UPDATE: (thanks Jamie Bainbridge) -- the link from the original poster at solution 767293 was retired, see Jamie Bainbridge's comments below. He also mentions that it is possible to convert some EFI systems back to MBR boot, but not all (see below). It would not be simple and there are quite a lot of factors to consider.

To separate some issues...

When I originally saw this discussion, I immediately thought of a physical non-virtual system that someone at the BIOS level would change prior to loading the operating system.

To convert an existing system that was built under UEFI to non-UEFI is another matter entirely. I'm not sure if that can be done in an easy way, and I've personally not heard of someone taking a Red Hat system built under UEFI (physical or virtual) and converting it to non-UEFI.

I'd open a case and ask Red Hat if it was possible. I can perhaps look into this later today, however, I have never heard of anyone converting an existing UEFI system (phy/virt) to non-UEFI.

Regards,
RJ

Thanks, RJ. I do have a Red-Hat support account but still received the access denial when trying to look at the originally quoted message.

I have never tackled a similar conversion either but am challenged with doing so as a means to enable Azure Site Recovery as a hot-backup solution for the VMs.

Thanks for the quick follow-up

The OP's link at solution 767293 has been retired, as we found those steps don't actually work in all situations. We don't want to provide steps which ruin systems and make them unrecoverable.

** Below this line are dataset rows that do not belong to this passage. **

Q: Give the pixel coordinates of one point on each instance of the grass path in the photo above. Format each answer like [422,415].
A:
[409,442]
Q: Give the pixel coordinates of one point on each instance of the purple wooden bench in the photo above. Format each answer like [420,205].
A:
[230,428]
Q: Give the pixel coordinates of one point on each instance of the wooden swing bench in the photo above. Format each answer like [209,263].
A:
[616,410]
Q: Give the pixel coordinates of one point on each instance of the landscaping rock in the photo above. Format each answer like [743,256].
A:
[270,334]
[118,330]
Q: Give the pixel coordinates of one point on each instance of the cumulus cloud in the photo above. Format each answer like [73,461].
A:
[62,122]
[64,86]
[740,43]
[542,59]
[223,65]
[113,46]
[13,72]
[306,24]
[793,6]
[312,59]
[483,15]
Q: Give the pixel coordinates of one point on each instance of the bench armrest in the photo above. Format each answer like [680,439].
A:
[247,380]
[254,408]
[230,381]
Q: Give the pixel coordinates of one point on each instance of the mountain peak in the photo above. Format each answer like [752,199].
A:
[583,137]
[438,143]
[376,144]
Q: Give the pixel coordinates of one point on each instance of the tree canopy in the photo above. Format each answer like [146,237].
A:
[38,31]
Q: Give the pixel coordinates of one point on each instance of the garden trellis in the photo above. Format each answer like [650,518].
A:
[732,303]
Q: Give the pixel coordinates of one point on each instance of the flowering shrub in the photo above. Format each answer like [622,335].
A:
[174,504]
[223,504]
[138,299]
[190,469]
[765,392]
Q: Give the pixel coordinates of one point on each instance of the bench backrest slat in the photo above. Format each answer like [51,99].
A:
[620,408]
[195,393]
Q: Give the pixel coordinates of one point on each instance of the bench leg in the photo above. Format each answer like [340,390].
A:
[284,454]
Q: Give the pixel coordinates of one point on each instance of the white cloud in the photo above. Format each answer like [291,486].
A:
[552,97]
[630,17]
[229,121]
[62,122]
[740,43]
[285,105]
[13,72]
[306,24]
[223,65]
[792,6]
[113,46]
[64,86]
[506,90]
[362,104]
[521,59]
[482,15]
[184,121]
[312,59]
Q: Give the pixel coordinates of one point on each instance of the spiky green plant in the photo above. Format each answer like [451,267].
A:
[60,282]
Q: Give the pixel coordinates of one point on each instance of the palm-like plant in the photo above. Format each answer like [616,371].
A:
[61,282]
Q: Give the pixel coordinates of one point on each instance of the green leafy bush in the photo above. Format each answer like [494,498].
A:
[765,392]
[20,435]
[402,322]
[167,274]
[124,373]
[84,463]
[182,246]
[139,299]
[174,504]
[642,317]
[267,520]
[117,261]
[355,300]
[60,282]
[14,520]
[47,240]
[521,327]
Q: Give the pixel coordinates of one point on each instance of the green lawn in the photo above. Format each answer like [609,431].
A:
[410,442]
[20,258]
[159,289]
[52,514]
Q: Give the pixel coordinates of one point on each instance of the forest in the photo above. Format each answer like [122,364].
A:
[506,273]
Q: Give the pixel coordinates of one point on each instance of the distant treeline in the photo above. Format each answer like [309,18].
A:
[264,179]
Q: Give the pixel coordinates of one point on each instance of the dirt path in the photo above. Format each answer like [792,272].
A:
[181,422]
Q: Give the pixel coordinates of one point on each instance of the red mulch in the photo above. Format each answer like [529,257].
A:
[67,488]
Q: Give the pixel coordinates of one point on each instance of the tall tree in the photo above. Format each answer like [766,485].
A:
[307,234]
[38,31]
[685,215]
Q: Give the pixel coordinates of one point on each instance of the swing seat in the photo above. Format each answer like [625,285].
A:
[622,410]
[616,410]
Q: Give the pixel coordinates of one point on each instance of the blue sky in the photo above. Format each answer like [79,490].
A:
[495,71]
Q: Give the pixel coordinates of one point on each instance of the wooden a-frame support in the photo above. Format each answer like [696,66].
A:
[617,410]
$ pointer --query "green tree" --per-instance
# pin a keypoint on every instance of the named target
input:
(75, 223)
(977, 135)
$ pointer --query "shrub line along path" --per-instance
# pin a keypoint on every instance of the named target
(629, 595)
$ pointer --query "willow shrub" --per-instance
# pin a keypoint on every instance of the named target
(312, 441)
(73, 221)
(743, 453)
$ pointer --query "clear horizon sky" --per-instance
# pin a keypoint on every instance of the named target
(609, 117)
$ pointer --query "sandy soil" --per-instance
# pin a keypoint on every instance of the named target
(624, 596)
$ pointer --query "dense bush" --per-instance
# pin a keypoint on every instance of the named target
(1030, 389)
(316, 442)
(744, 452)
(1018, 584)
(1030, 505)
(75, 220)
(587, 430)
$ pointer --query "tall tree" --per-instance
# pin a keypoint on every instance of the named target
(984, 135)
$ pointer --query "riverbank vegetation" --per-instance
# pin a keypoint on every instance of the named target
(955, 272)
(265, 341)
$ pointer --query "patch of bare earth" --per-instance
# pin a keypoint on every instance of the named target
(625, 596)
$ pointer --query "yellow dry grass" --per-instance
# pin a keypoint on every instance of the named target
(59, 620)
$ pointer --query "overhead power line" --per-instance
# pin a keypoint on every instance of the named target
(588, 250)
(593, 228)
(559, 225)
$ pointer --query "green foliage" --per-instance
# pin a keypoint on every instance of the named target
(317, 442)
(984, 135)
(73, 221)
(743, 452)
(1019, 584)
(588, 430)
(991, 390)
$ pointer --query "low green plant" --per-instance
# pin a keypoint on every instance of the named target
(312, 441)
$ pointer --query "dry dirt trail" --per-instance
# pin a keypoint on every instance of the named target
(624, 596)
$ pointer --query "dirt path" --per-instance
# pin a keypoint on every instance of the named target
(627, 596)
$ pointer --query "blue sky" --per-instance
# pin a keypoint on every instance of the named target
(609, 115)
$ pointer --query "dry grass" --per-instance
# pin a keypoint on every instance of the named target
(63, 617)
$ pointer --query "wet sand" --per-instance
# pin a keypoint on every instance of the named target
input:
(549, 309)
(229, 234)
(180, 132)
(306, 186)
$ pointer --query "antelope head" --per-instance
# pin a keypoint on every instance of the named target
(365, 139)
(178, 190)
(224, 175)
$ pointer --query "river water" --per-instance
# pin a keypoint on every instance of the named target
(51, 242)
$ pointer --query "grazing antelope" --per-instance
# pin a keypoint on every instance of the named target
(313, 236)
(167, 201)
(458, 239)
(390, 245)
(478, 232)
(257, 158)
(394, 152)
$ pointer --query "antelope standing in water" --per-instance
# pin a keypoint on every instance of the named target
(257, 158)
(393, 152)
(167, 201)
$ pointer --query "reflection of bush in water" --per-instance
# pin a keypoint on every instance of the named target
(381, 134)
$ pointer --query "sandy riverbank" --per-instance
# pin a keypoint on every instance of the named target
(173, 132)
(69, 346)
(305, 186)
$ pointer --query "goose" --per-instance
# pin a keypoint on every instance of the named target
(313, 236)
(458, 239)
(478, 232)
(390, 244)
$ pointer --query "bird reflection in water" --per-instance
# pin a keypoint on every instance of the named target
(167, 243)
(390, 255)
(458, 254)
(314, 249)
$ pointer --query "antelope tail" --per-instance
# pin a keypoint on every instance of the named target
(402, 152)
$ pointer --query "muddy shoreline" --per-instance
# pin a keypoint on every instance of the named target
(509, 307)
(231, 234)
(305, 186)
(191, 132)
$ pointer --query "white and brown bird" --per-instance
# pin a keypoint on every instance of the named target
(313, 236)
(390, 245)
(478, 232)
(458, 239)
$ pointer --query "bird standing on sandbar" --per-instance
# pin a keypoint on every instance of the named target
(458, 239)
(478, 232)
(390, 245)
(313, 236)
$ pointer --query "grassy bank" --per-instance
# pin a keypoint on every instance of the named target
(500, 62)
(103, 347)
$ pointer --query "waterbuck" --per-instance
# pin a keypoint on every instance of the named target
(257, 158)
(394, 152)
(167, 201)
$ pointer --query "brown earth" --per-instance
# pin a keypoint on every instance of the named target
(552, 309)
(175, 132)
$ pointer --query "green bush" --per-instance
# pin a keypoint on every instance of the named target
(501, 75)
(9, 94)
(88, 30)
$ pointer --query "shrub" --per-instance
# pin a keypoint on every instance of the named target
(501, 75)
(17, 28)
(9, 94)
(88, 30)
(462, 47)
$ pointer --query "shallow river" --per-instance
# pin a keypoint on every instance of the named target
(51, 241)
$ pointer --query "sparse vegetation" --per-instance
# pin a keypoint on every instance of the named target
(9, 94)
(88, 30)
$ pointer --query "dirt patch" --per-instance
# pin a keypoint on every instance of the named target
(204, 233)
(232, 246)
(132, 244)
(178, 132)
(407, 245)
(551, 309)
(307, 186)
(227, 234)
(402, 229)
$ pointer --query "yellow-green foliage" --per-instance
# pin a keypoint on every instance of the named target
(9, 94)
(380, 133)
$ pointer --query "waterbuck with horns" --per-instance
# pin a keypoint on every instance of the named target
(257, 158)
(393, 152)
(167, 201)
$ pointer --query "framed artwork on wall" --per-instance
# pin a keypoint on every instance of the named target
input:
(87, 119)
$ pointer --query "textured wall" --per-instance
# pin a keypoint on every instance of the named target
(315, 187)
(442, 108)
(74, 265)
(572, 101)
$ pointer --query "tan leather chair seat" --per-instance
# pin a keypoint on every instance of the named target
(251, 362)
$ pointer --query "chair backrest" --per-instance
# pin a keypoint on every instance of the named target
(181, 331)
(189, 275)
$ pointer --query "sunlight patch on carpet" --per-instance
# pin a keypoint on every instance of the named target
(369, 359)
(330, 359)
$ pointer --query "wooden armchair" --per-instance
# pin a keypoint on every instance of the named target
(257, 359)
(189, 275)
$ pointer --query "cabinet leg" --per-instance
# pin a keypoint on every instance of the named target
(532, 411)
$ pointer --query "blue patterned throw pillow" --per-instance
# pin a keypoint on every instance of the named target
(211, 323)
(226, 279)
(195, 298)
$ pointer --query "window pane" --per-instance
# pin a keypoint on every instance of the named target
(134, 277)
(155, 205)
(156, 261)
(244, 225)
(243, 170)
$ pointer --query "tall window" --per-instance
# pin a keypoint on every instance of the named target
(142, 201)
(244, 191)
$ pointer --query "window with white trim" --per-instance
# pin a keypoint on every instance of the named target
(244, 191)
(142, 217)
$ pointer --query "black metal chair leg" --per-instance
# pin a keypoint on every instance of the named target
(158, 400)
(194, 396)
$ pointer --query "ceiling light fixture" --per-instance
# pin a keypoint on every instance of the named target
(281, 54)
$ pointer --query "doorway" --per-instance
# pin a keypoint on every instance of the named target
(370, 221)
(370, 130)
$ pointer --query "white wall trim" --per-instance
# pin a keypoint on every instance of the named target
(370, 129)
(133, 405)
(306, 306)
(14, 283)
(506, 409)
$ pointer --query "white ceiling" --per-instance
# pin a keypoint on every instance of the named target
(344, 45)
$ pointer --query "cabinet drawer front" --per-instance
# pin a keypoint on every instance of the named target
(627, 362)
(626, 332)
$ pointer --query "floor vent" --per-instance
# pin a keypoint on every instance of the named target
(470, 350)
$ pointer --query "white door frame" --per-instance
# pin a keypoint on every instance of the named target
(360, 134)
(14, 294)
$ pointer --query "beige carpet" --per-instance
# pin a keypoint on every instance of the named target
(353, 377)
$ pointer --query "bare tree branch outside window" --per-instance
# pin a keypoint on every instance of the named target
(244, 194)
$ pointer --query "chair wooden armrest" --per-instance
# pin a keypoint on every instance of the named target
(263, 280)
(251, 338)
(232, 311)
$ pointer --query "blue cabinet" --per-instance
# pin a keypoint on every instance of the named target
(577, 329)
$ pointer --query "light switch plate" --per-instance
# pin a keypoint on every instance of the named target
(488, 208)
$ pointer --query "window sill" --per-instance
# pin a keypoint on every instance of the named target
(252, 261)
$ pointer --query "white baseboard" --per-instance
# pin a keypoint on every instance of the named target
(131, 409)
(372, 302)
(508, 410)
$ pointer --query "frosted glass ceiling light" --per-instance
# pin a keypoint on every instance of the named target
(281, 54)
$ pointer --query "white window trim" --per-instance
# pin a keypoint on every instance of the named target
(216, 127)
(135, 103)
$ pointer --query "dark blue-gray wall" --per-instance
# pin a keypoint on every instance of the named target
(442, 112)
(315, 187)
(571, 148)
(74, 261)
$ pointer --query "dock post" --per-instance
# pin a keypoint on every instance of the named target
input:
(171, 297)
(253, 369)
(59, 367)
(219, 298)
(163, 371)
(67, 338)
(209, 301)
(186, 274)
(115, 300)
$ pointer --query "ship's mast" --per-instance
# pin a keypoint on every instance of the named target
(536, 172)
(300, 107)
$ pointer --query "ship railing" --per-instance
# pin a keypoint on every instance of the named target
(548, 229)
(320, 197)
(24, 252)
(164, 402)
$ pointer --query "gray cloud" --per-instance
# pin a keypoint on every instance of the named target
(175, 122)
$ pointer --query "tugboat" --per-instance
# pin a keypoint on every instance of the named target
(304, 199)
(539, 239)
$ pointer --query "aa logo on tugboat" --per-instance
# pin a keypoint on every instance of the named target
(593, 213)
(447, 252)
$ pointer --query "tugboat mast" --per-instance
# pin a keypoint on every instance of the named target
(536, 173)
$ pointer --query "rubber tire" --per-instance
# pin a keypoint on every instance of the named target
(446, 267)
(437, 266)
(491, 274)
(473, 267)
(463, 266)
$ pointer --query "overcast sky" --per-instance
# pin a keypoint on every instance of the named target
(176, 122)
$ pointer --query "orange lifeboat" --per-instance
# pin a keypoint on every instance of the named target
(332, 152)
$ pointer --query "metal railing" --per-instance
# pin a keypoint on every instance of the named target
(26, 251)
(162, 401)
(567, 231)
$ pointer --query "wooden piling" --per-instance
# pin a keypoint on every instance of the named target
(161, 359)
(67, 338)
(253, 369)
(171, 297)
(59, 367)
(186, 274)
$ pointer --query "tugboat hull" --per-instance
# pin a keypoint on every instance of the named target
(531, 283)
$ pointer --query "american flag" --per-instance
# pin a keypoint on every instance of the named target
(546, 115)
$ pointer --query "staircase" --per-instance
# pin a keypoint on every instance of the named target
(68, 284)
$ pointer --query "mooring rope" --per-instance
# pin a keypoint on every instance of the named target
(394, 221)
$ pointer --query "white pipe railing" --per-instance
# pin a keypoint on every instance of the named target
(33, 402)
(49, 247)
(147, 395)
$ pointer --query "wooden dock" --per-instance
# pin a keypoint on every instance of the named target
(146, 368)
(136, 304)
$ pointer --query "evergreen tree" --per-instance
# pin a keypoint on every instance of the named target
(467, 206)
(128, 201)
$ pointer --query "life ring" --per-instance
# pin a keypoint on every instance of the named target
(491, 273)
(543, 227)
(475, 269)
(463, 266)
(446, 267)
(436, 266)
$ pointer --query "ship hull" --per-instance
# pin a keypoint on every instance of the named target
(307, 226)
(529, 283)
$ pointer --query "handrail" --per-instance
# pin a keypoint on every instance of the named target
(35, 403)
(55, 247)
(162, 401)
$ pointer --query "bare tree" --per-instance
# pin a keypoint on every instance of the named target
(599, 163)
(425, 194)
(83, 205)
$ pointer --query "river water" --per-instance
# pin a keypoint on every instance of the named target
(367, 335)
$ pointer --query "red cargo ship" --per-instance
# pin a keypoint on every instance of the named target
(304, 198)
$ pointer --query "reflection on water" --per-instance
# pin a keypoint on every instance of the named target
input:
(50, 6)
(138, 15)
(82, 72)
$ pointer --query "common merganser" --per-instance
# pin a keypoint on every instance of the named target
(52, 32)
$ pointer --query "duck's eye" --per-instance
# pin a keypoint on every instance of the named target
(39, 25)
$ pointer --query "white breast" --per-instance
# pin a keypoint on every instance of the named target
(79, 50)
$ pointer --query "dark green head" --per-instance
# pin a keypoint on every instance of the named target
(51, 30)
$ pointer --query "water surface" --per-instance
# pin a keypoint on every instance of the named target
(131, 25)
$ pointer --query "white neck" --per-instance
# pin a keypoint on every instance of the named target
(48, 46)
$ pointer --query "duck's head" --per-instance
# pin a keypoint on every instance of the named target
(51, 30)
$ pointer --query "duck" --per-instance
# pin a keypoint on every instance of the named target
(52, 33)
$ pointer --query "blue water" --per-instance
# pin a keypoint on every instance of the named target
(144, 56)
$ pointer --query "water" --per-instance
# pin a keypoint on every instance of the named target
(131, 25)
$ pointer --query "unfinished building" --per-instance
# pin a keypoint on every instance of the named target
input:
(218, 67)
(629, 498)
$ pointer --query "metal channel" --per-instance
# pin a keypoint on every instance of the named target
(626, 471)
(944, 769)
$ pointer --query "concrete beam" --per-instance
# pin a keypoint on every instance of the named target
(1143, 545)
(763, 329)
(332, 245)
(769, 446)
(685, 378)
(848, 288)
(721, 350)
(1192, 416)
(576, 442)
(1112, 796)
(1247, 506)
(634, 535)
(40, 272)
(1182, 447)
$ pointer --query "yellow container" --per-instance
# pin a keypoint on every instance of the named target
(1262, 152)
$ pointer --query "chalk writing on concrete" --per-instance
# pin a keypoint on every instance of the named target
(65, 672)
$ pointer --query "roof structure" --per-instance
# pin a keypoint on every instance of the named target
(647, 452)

There are things which weren't considered in the steps like MBR doesn't support disks over 2 TiB in capacity, GPT can have more partitions than MBR, disks can have different sector sizes (512,512e,2k), it appears gdisk has changed its interactive commands between major releases, partition alignment can make things difficult, the list goes on.

It's definitely possible to convert some EFI systems back to MBR boot, but not all.

I'd actually be surprised if we support such a conversion. I doubt we are testing for this sort of thing and there are a lot of variables to consider. The answer might be to reinstall. You can automate installs with Kickstart to make that process a lot quicker.